Thunderous applause erupted within the dimly lit theater, a cacophony that reverberated off the walls and pounded into his ears. The audience was alive with appreciation, their hands coming together in a fervor that matched the intensity of the final scene. But as they rose from their seats, their faces alight with awe, he remained still, disgust coiling in his gut. How could they not see? Their clapping was an affront—a celebration of the murder he had just witnessed.

His fingers twitched, itching to silence the clatter, to make them understand the sanctity of death they so ignorantly applauded. It would be easy, so terribly easy, to let the darkness within him loose upon this unsuspecting crowd. But no. His purpose was singular, his mission clear. The rage simmering within him funneled into a laser-sharp focus on one person alone: Rebecca Clarke.

The final curtain call beckoned the performers back to the stage, and there she was, Rebecca, bowing with a flourish, her eyes shining and her hands still slick with blood.

He could take no more of it. He ran out of the row and back to the lobby. He then made sprint to the bathroom where he barely made it into a stall before he threw up.

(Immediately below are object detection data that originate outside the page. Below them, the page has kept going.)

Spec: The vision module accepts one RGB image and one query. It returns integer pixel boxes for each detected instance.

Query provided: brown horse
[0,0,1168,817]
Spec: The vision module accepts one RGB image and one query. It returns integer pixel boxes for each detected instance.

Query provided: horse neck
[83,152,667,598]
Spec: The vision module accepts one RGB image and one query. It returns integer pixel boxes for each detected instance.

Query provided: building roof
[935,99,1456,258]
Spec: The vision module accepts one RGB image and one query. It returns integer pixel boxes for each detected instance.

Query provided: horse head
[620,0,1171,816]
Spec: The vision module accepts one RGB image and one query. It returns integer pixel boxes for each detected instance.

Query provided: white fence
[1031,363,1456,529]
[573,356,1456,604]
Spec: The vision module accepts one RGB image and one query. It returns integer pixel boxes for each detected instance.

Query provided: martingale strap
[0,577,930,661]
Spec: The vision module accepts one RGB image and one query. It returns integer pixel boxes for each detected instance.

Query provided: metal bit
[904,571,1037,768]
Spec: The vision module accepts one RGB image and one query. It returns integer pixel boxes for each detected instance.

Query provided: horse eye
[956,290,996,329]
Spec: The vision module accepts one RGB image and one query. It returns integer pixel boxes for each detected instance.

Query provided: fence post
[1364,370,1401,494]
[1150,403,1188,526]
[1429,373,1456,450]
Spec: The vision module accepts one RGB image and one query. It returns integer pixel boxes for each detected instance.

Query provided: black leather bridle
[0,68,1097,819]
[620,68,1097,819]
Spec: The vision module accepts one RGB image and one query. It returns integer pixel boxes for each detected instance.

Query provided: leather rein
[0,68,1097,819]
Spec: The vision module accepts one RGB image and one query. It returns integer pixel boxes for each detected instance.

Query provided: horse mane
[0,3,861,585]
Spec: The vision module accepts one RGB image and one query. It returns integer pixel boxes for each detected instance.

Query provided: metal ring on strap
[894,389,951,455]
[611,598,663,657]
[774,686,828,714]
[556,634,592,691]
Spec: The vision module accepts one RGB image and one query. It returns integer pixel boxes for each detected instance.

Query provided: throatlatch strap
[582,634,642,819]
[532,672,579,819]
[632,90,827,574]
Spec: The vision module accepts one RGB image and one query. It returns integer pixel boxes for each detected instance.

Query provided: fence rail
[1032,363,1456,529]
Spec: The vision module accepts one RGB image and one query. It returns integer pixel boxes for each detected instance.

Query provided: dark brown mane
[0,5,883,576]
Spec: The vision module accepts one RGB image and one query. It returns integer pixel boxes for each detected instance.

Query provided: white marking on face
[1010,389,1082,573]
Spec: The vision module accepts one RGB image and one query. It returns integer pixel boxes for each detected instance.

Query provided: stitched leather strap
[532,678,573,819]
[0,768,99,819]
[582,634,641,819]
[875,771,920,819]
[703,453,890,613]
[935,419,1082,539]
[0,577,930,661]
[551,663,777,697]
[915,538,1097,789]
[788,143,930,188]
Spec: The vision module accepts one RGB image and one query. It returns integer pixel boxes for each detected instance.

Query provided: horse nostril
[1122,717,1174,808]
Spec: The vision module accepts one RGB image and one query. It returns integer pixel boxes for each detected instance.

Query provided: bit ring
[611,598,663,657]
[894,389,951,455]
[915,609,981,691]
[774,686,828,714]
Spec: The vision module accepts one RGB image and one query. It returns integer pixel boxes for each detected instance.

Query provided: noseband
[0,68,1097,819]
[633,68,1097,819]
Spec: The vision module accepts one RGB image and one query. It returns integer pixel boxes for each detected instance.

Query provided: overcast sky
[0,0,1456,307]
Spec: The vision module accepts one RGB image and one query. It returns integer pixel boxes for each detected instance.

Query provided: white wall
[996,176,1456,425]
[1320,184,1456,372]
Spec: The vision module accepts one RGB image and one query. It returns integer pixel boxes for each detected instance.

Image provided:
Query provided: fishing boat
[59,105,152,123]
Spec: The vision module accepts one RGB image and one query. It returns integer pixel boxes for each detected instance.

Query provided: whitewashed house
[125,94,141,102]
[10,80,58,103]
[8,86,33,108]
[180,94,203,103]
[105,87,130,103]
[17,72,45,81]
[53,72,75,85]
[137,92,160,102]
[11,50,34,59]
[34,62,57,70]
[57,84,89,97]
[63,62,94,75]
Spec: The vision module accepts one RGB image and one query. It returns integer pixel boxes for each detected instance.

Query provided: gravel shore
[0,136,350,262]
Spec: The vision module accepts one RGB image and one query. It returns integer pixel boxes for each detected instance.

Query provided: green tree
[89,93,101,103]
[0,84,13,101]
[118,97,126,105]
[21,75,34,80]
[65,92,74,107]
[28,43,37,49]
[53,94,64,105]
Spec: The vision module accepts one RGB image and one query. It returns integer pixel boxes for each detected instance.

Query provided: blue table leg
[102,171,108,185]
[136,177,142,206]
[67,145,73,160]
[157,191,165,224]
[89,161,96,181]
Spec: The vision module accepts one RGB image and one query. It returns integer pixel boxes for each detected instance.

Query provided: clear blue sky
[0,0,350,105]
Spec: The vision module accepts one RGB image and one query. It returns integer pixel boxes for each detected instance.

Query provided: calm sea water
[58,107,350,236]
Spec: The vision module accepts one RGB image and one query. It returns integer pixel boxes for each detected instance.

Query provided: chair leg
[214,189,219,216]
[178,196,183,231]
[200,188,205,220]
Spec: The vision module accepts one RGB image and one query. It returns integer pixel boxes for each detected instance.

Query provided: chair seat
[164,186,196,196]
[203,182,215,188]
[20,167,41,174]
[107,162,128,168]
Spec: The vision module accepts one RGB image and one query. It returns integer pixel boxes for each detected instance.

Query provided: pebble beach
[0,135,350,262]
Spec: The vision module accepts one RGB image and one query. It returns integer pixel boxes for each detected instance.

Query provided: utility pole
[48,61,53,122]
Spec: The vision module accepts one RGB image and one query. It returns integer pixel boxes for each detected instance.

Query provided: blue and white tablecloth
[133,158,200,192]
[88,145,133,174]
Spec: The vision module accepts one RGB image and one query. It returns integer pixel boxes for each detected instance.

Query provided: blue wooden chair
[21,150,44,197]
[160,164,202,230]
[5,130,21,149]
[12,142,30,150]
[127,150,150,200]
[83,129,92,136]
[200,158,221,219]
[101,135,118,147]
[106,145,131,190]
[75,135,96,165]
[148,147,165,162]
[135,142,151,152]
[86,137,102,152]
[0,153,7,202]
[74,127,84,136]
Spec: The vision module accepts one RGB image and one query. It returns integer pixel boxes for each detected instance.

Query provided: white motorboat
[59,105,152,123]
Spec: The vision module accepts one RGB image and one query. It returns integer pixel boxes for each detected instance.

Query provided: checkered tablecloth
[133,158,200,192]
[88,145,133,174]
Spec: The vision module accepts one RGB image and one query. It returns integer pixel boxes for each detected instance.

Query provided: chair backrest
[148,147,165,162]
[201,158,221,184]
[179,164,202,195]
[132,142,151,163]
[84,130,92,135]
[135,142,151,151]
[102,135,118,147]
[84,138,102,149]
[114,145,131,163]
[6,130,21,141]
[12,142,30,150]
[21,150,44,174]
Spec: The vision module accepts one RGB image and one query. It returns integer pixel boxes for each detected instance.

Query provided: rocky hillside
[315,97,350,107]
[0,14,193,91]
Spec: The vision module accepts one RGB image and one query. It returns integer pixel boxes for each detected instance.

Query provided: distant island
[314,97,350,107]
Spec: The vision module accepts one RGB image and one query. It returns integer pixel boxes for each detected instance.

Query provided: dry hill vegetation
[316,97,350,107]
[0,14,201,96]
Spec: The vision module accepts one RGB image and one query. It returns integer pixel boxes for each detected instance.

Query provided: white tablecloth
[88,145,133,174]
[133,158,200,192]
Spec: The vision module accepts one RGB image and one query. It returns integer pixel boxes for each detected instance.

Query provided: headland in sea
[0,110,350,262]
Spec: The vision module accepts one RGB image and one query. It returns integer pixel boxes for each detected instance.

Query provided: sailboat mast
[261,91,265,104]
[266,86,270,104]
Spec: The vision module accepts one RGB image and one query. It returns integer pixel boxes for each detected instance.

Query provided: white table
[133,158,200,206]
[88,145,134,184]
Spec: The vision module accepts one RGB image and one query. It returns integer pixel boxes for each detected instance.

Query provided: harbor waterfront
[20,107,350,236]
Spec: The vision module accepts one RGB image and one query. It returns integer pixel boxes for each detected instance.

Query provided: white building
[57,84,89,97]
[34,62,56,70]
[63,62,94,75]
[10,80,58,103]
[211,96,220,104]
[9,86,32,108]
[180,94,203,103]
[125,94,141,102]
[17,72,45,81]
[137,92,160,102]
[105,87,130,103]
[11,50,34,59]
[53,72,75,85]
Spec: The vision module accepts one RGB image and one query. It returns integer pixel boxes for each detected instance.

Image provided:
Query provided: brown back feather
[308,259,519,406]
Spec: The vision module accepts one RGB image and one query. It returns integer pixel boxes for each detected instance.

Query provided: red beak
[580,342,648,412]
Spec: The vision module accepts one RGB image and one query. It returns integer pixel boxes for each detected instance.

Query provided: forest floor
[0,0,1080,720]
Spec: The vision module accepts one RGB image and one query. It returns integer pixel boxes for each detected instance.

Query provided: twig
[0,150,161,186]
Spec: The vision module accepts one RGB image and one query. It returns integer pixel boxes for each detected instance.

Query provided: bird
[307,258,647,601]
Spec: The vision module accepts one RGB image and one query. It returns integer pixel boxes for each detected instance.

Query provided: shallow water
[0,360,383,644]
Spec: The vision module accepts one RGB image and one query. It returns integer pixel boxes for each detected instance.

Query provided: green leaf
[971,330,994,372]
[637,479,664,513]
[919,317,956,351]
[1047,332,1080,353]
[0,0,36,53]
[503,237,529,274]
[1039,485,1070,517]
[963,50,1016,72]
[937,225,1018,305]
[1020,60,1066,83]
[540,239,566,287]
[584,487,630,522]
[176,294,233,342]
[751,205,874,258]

His thoughts churned as his obsession with Rebecca tightened its grip around his mind. She had stood there, in the spotlight, a celebration of death, sin, and murder.

What the hell had this society come to? Was the applause and celebration of murder now the norm? How had he missed it? How had things come to this?

It was perverse, intolerable.

When he was done throwing up, he got back to his feet and walked to the sinks. He rinsed out his mouth and looked himself over in the mirror. He looked pale, sickened by what he'd just seen.

Rebecca would be next. She was a murderer, just like Emily and Sarah before her. Not only that, but she chose to bring her sins to the spotlight, to let others watch. She was an influencer, feeding the sick minds of the masses.

She must be stopped, her charade ended. And he would be the one to close the curtain on her final act.